The first is completing a combination of phases one and two, while the second is completing the first phase. Instead, the other two candidates from the Cuban Center for Genetic Engineering and Biotechnology are completing phase one. This should not worry us because we plan to conclude phase three of Sovereign in March 2021.
– In phase three, how many volunteers will be employed?
– We believe that at least 50,000 people, but it is a number that we are still discussing since we are facing a technical problem because in Cuba there is a very low incidence of SARS-CoV-2 infections. Therefore, part of the clinical trials may be carried out abroad.
– How will the clinical tests be carried out?
– Exactly as in the other countries, subdividing the volunteers into a control group, who will be given a placebo, and another group will receive the vaccine. The difference is that in many countries, volunteers receive compensation. In Cuba, they are offered spontaneously because there is widespread confidence in medicine and science.
– Cuba is blockaded and this causes shortages of supplies and resources. Has the Cuban research received any help or subsidies from international humanitarian and philanthropic organizations?
– The Bill and Melinda Gates Foundation has allocated hundreds of millions of euros to fight COVID-19, but at the moment not a penny has been allocated to Cuba. The Gates Foundation is based in the United States and considers Cuba a terrorist country, just like those who collaborate with Cuba, like me.
Similarly, organizations such as Amnesty or Doctors without Borders are ignoring the Cuban investigation, probably because they fear repercussions from Washington.
They publicly ask for the vaccine for everyone, but when a small country like Cuba works on the vaccine, they ignore it. We have received support only from some NGOs and from countries like China. Of the famous philanthropic and humanitarian, nothing.
– Cuba has a very low incidence of infection and has shown the effectiveness of its response to the COVID-19 epidemic. What is the key to the Cuban model?
– Totally public health, totally public biotechnology, and great confidence in this system. A super-sufficient system for many with a key role in territorial medicine. If in Cuba you ask a child to describe her family, he will tell you about his father, mother, little brothers and sisters, and the family doctor. This has allowed confinement with house-to-house follow-up measures. Cuba, with 11 million inhabitants, has had just over 130 deaths from COVID.
– He highlighted the confidence of the Cuban people in medicine. I would have asked him if there are movements of skeptics towards science and vaccines in Cuba, as in many countries, but at this point I ask him why there is trust in Cuba and not in other places?
– In Italy, science appears on television as something Masonic, as if science were only for the few. This has led to a cascade of doubting people. He doubts because he does not believe in politics and he doubts because the economic model deliberately raises those doubts.

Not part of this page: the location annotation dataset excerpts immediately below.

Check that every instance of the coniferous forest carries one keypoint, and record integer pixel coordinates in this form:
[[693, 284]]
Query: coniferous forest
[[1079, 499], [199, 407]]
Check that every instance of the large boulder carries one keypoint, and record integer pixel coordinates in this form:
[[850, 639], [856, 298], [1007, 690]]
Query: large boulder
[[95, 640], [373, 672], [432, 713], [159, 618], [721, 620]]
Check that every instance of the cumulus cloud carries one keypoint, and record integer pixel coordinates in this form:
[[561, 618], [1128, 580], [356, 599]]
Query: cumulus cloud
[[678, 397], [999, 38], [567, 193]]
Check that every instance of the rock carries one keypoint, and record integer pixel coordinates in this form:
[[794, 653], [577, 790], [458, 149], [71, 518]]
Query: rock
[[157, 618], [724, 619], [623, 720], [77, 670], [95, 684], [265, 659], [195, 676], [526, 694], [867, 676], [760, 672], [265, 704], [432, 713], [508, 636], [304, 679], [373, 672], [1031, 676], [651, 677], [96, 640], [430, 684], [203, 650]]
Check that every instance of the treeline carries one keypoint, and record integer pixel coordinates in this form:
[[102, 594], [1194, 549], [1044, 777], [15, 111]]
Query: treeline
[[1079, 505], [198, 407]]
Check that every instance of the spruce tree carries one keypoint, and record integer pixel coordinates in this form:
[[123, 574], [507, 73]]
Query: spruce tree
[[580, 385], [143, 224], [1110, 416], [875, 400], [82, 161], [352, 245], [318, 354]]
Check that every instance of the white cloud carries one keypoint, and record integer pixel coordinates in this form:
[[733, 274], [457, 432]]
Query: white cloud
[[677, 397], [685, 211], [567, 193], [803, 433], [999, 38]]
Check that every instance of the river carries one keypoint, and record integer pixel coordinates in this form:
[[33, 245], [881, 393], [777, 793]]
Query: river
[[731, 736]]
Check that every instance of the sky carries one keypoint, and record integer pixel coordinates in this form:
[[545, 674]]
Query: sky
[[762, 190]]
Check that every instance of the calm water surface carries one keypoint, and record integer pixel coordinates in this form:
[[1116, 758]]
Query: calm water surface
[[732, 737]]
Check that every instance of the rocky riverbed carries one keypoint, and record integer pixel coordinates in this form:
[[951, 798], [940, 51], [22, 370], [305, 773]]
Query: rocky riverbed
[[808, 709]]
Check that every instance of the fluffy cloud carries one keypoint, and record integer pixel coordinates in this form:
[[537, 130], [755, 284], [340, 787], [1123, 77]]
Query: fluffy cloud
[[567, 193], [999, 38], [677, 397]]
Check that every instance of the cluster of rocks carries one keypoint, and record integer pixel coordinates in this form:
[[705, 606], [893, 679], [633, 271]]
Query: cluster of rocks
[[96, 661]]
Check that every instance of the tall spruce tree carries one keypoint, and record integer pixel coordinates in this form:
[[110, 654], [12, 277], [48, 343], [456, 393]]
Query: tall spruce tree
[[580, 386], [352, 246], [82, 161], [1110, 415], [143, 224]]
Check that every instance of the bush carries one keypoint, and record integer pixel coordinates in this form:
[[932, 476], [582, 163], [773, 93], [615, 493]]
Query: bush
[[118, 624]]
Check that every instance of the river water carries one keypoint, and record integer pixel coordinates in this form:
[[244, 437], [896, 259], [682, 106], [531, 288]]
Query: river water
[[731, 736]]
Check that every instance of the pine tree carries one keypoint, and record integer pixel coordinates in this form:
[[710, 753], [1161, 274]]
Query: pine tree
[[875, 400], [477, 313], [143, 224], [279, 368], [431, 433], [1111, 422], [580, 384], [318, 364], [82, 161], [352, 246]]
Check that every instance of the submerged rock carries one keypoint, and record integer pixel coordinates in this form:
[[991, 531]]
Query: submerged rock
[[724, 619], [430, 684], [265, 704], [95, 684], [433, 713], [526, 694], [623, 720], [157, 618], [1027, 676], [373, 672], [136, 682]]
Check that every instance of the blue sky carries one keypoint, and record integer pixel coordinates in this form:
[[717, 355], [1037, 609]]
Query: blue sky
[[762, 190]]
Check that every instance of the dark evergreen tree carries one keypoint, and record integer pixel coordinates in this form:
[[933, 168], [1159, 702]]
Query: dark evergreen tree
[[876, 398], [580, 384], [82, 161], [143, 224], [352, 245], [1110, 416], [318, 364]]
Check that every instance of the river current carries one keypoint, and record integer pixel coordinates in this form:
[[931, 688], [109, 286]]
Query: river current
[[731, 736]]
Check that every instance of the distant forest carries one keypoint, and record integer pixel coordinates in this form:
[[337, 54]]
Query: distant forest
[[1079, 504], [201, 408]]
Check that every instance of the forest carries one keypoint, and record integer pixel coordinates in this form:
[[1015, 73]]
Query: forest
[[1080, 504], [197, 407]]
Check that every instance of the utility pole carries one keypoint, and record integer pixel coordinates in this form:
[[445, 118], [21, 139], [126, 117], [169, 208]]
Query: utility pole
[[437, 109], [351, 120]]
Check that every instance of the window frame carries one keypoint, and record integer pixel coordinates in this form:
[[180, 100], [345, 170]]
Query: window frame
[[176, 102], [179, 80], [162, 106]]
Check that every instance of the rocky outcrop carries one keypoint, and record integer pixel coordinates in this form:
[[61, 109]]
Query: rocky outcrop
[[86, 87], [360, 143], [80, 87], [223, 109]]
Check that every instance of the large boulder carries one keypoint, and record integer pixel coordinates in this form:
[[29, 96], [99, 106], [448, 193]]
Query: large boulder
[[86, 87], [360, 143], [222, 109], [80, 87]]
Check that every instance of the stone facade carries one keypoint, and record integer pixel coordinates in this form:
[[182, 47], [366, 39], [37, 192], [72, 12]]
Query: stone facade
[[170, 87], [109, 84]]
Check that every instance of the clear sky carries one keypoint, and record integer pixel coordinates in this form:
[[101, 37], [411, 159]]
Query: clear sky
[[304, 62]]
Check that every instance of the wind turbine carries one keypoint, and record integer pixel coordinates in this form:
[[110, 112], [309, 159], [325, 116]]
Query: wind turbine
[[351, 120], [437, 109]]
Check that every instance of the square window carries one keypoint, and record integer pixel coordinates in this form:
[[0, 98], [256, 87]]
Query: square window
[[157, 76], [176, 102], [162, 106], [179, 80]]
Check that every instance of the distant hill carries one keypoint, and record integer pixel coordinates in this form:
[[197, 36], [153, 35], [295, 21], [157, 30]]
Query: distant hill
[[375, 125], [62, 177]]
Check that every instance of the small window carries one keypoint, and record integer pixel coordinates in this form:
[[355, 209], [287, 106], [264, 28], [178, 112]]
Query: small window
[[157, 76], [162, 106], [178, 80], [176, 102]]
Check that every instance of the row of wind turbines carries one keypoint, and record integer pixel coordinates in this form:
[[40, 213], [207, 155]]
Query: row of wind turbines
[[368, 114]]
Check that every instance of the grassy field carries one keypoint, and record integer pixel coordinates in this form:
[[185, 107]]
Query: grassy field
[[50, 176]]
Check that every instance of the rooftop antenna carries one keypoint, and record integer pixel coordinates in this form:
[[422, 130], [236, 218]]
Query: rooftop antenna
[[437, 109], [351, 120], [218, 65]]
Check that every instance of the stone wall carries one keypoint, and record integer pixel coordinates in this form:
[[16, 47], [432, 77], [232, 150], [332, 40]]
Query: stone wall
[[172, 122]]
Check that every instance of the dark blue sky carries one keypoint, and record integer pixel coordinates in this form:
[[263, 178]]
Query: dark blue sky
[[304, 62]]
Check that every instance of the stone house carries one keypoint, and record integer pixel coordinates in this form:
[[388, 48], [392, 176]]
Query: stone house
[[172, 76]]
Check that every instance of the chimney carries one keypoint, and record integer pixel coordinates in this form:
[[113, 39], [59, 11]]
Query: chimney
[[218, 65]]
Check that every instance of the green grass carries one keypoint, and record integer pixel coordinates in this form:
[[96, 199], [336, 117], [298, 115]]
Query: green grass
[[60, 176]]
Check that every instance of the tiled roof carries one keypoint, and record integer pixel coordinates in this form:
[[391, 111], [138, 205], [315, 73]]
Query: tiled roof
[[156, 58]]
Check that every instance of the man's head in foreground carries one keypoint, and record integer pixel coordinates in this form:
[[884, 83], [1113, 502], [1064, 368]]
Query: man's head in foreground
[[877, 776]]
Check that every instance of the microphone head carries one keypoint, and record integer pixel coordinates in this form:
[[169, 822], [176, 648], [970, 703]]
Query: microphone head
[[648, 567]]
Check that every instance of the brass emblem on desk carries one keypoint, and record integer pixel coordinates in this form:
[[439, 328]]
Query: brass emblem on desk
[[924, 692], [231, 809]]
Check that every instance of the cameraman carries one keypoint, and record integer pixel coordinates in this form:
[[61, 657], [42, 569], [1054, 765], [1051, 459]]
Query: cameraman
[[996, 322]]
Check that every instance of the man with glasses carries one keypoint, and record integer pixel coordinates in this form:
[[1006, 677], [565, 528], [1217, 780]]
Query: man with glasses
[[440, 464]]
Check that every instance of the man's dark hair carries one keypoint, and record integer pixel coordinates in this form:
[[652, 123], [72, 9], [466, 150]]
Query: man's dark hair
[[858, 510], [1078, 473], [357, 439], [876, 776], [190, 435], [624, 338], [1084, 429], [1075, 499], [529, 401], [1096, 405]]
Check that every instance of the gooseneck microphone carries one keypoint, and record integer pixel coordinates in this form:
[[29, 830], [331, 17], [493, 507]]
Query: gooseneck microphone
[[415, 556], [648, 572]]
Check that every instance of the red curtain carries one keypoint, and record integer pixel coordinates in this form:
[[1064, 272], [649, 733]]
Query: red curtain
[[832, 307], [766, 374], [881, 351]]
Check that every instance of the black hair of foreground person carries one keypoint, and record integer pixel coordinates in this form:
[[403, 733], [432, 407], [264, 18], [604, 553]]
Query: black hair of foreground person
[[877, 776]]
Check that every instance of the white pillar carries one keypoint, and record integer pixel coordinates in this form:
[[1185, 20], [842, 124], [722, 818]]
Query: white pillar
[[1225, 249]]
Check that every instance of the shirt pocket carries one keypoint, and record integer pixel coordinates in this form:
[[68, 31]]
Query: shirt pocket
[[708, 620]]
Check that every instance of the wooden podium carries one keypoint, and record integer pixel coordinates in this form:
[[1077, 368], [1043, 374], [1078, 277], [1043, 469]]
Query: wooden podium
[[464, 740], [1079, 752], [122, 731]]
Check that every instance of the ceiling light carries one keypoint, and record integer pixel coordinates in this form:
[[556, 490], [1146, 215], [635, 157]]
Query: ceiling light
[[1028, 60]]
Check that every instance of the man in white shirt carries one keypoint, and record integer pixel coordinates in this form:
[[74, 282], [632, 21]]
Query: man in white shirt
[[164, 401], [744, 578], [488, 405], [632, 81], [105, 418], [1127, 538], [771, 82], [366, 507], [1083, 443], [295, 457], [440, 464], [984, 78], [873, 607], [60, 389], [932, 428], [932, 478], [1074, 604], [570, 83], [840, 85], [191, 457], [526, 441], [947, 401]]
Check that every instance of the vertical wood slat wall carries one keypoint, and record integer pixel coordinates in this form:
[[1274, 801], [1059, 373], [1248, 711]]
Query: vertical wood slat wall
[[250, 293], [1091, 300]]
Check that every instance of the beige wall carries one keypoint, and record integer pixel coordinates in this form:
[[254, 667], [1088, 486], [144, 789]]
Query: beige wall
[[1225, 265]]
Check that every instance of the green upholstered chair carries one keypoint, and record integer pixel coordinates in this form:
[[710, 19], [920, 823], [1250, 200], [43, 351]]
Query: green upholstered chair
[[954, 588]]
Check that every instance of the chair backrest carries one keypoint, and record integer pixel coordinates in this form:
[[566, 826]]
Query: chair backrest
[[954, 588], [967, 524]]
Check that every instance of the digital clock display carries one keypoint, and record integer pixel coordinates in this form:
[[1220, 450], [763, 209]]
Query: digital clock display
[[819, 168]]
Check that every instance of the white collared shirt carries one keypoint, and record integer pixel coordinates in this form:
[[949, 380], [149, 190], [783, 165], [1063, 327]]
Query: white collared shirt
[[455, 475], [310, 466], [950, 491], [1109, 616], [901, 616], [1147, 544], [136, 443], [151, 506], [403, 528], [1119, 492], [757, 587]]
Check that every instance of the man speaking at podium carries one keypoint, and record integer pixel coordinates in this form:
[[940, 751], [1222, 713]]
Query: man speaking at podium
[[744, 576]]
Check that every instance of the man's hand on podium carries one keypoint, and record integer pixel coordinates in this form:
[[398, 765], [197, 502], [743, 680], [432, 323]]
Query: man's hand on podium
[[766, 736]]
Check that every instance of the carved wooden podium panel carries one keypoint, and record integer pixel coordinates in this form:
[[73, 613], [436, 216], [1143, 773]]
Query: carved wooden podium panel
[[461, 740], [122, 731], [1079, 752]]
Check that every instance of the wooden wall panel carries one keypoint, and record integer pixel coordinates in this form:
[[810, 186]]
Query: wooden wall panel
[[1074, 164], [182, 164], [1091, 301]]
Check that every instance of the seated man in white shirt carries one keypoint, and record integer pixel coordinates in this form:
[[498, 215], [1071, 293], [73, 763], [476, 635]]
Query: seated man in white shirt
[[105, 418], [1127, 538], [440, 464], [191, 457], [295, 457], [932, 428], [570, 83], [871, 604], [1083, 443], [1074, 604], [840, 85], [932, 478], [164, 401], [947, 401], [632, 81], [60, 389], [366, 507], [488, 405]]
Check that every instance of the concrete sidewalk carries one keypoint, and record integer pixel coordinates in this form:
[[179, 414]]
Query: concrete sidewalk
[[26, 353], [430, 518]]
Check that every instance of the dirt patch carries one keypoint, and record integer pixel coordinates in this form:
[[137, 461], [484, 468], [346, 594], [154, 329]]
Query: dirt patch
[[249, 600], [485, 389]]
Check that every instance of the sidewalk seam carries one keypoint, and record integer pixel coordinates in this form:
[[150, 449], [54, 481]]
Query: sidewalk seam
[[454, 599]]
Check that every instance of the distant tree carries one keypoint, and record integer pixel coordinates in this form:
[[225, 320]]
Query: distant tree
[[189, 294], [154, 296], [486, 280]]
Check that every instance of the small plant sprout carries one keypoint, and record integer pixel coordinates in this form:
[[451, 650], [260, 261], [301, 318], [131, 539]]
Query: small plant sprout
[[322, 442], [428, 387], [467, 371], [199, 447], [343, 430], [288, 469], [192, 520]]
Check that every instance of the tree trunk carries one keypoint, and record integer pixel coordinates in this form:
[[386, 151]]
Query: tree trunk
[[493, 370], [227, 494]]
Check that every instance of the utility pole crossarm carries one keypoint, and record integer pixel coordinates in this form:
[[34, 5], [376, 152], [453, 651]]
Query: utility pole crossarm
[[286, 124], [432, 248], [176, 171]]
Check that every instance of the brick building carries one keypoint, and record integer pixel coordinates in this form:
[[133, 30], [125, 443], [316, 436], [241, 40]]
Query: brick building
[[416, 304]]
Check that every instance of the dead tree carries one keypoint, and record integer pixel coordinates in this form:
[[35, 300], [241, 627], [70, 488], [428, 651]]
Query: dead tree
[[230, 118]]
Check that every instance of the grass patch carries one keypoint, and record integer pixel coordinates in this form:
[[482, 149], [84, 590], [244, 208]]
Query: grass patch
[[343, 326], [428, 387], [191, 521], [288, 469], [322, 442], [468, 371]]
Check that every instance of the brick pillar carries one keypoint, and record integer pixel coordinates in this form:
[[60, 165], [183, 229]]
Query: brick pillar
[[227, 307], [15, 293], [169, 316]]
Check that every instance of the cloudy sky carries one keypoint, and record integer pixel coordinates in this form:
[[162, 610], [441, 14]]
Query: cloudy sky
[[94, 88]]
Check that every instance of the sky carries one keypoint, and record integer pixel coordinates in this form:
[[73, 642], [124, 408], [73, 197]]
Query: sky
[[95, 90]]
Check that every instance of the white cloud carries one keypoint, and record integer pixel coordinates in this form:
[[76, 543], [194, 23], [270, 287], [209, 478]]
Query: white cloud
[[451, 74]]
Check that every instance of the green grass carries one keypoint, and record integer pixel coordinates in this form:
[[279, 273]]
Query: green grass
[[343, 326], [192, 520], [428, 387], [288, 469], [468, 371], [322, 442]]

In Cuba, science is at the service of the people. There are high-level outreach programs on television. If all the people were allowed to understand scientific language with ease, if the scientist appeared on television, as happens in Cuba, explaining how vaccines work in a popular way, there would be no skepticism or distrust.
– From Sicily they have requested a brigade of Cuban doctors that has already operated in Bergamo and Cremona. Why is Cuba lending a hand?
– Fidel Castro entrusted a mission to the new generation of Cuban doctors summarized in the key concept “doctors, not weapons”: Cuba should be an exporter of solidarity, not of war.
The intervention of Cuban doctors in Italy is nothing strange, it arises from this principle. The Henry Reeve brigades of Cuban doctors and nurses have operated in nearly 40 different countries, including Italy, as they did during the Ebola epidemic in Africa.
– What can be learned from the Cuban system?
– We have seen that a privatized health system does not withstand the stress of a pandemic, it leads to very difficult ethical decisions and injustices. What can be learned from the Cuban model is that health must be public.